I have a many to many table that has multiple rows that are duplicates due to an error in import.
Schema:
CREATE TABLE `actor` (
`id` int(11) NOT NULL AUTO_INCREMENT,
`name` text NOT NULL,
`pic_id` int(11) DEFAULT NULL,
`dob` varchar(4) DEFAULT NULL,
PRIMARY KEY (`id`),
KEY `pic_id` (`pic_id`)
) ENGINE=InnoDB AUTO_INCREMENT=3195 DEFAULT CHARSET=latin1 COLLATE=latin1_swedish_ci;
CREATE TABLE `video_actor` (
`id` int(11) NOT NULL AUTO_INCREMENT,
`video_id` int(11) NOT NULL,
`actor_id` int(11) NOT NULL,
PRIMARY KEY (`id`),
KEY `video_id` (`video_id`),
KEY `actor_id` (`actor_id`),
CONSTRAINT `video_actor_ibfk_2` FOREIGN KEY (`actor_id`) REFERENCES `actor` (`id`) ON DELETE CASCADE ON UPDATE CASCADE
) ENGINE=InnoDB AUTO_INCREMENT=23757 DEFAULT CHARSET=latin1 COLLATE=latin1_swedish_ci;
Specifically I have an actor table with
table actor
actor.id (pk)
actor.name
and I have duplicate actor names
they are linked through the table video_actor to video as so:
table video_actor
id (pk)
actor_id (fk)
video_id (fk)
table video
id (pk)
...etc
I tried for a few hours to make a SQL query to update the linking table (video_actor) with the correct id but I failed.
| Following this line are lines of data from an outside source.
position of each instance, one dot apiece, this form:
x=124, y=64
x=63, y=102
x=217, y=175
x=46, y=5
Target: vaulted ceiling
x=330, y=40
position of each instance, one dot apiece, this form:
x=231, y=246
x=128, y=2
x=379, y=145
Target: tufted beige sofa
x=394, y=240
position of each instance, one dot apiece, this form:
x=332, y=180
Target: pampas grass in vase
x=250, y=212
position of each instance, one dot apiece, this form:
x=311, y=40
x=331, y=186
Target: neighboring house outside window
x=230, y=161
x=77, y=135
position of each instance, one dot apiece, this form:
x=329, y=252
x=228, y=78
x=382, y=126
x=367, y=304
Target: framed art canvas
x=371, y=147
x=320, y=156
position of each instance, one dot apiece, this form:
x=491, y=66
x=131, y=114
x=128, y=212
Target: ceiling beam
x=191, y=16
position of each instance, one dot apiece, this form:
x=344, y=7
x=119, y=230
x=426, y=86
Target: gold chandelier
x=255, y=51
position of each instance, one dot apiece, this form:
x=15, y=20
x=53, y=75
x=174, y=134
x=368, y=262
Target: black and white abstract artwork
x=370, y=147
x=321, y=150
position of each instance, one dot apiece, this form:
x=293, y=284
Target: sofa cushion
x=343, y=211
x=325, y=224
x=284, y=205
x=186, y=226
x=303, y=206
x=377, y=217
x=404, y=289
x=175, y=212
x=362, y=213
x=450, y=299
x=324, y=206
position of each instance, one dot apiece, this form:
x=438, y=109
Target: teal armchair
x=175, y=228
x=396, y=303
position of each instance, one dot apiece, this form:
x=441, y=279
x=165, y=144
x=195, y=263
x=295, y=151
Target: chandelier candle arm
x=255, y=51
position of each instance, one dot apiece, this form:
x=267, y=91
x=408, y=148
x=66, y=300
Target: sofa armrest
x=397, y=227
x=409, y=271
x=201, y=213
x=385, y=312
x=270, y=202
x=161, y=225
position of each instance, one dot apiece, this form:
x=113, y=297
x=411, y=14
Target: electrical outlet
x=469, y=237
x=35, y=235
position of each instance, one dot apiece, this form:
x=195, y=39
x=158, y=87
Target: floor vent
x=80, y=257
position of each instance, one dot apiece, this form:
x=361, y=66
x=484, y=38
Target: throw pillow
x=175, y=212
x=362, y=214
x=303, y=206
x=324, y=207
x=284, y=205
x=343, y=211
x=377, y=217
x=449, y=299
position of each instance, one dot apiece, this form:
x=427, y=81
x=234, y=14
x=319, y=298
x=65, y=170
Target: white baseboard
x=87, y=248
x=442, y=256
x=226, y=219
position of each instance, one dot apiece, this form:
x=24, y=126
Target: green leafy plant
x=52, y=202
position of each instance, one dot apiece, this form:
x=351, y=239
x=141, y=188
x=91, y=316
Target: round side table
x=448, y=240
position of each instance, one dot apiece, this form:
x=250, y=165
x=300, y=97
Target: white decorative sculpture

The closest I feel I got is:
UPDATE video_actor as x
join
(
SELECT min_id,max_id
FROM (
SELECT name, MIN(id) as min_id,MAX(id) as max_id
FROM actor
GROUP BY name HAVING COUNT(name) > 1
) AS y
) as q on x.video_id = q.min_id
SET x.actor_id = q.min_id
WHERE x.actor_id = q.max_id;
the above query does nothing so I wrote some php to do what I couldn't do in pure sql:
public function remove_dup_actors() {
$sql="
SELECT name,min_id,max_id
FROM (
SELECT name, MIN(id) as min_id,MAX(id) as max_id
FROM actor
GROUP BY name HAVING COUNT(name) > 1
) as dups;
";
$actor_dups=self::$dB->get_rows($sql);
foreach($actor_dups as $actor) {
$sql="UPDATE video_actor SET actor_id=${actor['min_id']} WHERE actor_id=${actor['max_id']}";
self::$dB->update_row($sql);
echo "Updated ${actor['name']}\n";
$sql="DELETE FROM actor WHERE id=${actor['max_id']}";
self::$dB->update_row($sql);
}
}
this works.
Please experts, can someone tell me what is wrong with my pure sql (failed) solution?
UPDATE: Tried:
UPDATE video_actor as x
join
(
SELECT id,min_id,max_id
FROM (
SELECT id, name, MIN(id) as min_id,MAX(id) as max_id
FROM actor
GROUP BY name HAVING COUNT(name) > 1
) AS y
) as q on x.video_id = y.id
SET x.actor_id = q.min_id
WHERE x.actor_id = q.max_id;
and get unknown column y.id on ON clause
CodePudding user response:
It's not exactly clear from your question what the "correct id" is, but I'm assuming you want the lowest id of all rows with the same actor.name
. This should do it:
UPDATE actor a
JOIN video_actor v ON v.actor_id = a.id
JOIN (
SELECT MIN(id) as min_id, a2.name
FROM actor a2
GROUP BY a2.name
) a2 ON a2.name = a.name
SET v.actor_id = a2.min_id;
First we join the two tables on id/actor_id
then we can update video_actor
based on the first id belonging to a given name
.
You'll need to deal with eliminating dupes with some separate queries. Here is an example of how to do it on the actor
table by joining rows to the same subquery we used in above on name
but which do not match min_id
:
DELETE a
FROM actor a
JOIN (
SELECT MIN(id) as min_id, a2.name
FROM actor a2
GROUP BY a2.name
) a2 ON a2.name = a.name AND a.id != a2.min_id;
Also, I think you should probably be using VARCHAR
for datatype of actor.name
with an index - that will make this much faster.